Syrian troops killed at least 17 people Friday in raids on anti-government protesters, activists said, but failed to stop thousands from pouring into streets nationwide and taking their uprising against President Bashar Assad's autocratic rule into a seventh month.

The activists reported new demonstrations from the capital, Damascus, and its suburbs to the southern province of Daraa, where the protest movement was born in mid-March. Crowds also gathered in the eastern province of Deir el-Zour as well as the province of Latakia on the Mediterranean coast and central regions.

The Friday protests -- which have become a weekly ritual after the midday Muslim prayer services -- were held under the banner "We will continue until we bring down the regime."

Syria's uprising, which is targeting one of the Middle East's most repressive regimes, began amid a wave of anti-government protests in the Arab world that have already toppled autocrats in Tunisia, Egypt and Libya. Assad has reacted with deadly force that the U.N. estimates has left some 2,600 people dead.

The London-based Syrian Observatory for Human Rights said security forces shot dead 17 protesters. The greatest bloodshed was in the northwestern region of Jabal al-Zawiya, where 10 people were killed in raids.

At least five people were killed in the central province of Hama and two in the central city of Homs.

Syria-based rights activist Mustafa Osso said thousands also took to the streets of predominantly Kurdish northeastern towns.

The Local Coordination Committees, an activist network, put Friday's death toll from protests and raids at 19.

State-run TV said a policeman was killed and four wounded Friday when they came under fire in the village of Busra Hariri in the southern province of Daraa.

Syria has disputed accounts of civilian deaths and says the regime is fighting terrorists and thugs -- not true reform seekers. A senior Assad adviser, Buthaina Shaaban, said Monday that the toll since March was really 1,400 -- evenly split between security forces and the opposition.

Heavy restrictions on journalists have made it impossible to independently verify the accounts of either side.

Amateur video of the protests and the crackdown has made its way online, providing activists with one of their few outlets to the world.

New video posted on an opposition page on social media showed dozens of people marching in a street in the Damascus neighborhood of Kfar Sousse while chanting, "The people want the president executed." They also shouted, "We don't want Bashar."
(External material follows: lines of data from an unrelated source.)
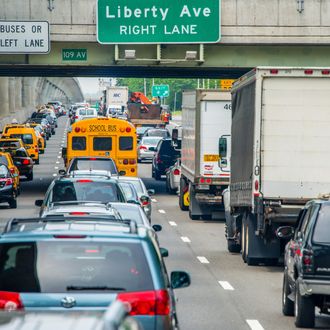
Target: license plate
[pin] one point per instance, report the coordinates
(211, 158)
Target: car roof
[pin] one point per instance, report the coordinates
(72, 228)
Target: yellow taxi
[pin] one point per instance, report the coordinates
(5, 158)
(27, 135)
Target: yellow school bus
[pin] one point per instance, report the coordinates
(105, 137)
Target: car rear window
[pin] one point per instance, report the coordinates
(97, 164)
(102, 143)
(78, 143)
(86, 190)
(33, 267)
(322, 227)
(126, 143)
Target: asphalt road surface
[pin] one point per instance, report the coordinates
(225, 293)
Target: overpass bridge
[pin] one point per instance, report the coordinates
(253, 33)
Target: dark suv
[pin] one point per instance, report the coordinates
(166, 156)
(306, 282)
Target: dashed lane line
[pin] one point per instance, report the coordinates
(254, 324)
(226, 285)
(203, 260)
(185, 239)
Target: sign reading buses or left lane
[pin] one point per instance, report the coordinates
(24, 37)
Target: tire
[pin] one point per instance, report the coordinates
(30, 176)
(304, 310)
(13, 203)
(287, 303)
(232, 246)
(181, 201)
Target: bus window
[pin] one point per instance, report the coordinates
(78, 143)
(102, 143)
(126, 143)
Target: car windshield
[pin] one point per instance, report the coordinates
(93, 164)
(151, 141)
(158, 132)
(86, 190)
(92, 266)
(322, 227)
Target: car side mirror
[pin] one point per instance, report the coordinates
(164, 252)
(38, 202)
(157, 228)
(180, 279)
(285, 232)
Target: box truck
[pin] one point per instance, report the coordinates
(280, 156)
(205, 156)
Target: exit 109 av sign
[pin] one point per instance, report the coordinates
(158, 21)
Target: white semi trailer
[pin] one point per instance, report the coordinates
(280, 156)
(205, 152)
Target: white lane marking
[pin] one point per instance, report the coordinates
(254, 324)
(203, 260)
(185, 239)
(226, 285)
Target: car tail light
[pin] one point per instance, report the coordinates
(10, 301)
(69, 236)
(176, 172)
(307, 258)
(146, 303)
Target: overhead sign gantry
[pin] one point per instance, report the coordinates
(158, 21)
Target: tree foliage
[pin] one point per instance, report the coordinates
(176, 87)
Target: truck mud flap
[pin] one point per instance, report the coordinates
(256, 249)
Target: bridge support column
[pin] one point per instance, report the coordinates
(4, 96)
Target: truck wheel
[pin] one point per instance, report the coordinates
(233, 247)
(181, 196)
(304, 308)
(287, 303)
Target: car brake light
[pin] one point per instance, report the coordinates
(9, 182)
(176, 172)
(146, 303)
(10, 301)
(69, 236)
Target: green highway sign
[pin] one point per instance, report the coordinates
(74, 54)
(158, 21)
(160, 90)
Despite Assad's crackdown on the extraordinary revolt against his family's 40-year dynasty, he has acknowledged the need for reform. He has lifted decades-old state of emergency laws and last month endorsed new laws that would allow the formation of political parties alongside his ruling Baath party and enable newly formed political parties to run for parliament and local councils.
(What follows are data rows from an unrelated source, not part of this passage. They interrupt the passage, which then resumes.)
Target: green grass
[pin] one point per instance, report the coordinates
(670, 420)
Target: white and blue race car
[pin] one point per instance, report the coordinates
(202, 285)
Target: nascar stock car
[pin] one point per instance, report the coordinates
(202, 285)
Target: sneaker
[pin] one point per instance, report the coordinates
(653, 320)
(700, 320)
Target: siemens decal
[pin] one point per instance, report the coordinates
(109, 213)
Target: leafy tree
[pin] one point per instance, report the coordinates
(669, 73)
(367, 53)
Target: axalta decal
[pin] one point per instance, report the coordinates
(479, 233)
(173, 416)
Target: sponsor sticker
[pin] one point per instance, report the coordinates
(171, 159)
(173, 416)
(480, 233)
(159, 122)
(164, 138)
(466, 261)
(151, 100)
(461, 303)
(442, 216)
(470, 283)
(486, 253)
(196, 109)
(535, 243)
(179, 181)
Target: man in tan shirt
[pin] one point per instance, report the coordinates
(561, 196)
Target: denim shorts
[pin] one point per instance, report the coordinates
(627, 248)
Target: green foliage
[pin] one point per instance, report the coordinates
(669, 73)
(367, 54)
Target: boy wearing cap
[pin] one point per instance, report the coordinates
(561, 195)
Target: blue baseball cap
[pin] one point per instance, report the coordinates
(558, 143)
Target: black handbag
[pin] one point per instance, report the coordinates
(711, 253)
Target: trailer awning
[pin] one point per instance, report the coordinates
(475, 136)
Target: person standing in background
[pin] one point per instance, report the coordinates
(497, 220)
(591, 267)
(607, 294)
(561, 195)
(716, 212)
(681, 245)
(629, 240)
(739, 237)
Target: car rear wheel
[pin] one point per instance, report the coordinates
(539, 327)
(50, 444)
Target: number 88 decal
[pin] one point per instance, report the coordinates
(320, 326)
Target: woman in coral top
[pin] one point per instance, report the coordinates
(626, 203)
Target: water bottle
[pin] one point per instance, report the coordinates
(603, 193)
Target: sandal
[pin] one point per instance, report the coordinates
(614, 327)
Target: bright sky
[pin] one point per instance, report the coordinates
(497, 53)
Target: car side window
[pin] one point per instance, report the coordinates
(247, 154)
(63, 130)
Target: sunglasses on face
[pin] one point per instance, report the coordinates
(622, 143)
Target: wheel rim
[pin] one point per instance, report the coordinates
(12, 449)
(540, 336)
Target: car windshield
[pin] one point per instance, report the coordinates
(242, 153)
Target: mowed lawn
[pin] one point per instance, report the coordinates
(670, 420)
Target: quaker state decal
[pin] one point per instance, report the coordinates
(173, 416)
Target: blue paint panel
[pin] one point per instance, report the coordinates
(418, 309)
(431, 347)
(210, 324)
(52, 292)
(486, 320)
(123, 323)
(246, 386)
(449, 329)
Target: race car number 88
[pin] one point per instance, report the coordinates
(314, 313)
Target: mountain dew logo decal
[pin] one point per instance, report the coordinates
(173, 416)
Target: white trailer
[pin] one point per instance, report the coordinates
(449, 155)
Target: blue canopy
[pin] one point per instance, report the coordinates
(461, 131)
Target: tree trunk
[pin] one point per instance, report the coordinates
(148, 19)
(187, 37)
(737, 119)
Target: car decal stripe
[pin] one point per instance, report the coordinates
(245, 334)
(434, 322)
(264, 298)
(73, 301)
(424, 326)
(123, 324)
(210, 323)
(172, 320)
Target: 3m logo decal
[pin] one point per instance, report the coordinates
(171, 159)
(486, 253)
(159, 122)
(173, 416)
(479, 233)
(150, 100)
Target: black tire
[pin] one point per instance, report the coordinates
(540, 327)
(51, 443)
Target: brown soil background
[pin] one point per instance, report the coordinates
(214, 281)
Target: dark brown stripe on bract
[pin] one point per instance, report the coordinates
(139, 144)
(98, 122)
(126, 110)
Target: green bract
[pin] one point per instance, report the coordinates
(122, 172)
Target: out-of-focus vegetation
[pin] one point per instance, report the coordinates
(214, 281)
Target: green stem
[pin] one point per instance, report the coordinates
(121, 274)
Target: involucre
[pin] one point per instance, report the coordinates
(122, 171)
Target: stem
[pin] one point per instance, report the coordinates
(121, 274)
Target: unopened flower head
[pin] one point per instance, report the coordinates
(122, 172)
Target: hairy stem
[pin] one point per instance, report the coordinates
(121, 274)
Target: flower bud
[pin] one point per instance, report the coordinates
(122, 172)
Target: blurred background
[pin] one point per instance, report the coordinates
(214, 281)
The opposition has rejected the measures and is demanding an end to his rule.

In neighboring Lebanon, the Lebanese army said in a statement that Syrian troops briefly crossed the border late Thursday and opened fire at people trying to flee their country. It added that when Lebanese troops reached the northern area, Syrian troops had left but they still opened fire from inside Syria, damaging a Lebanese army vehicle.

More than 5,000 Syrians have fled to Lebanon since the crisis began.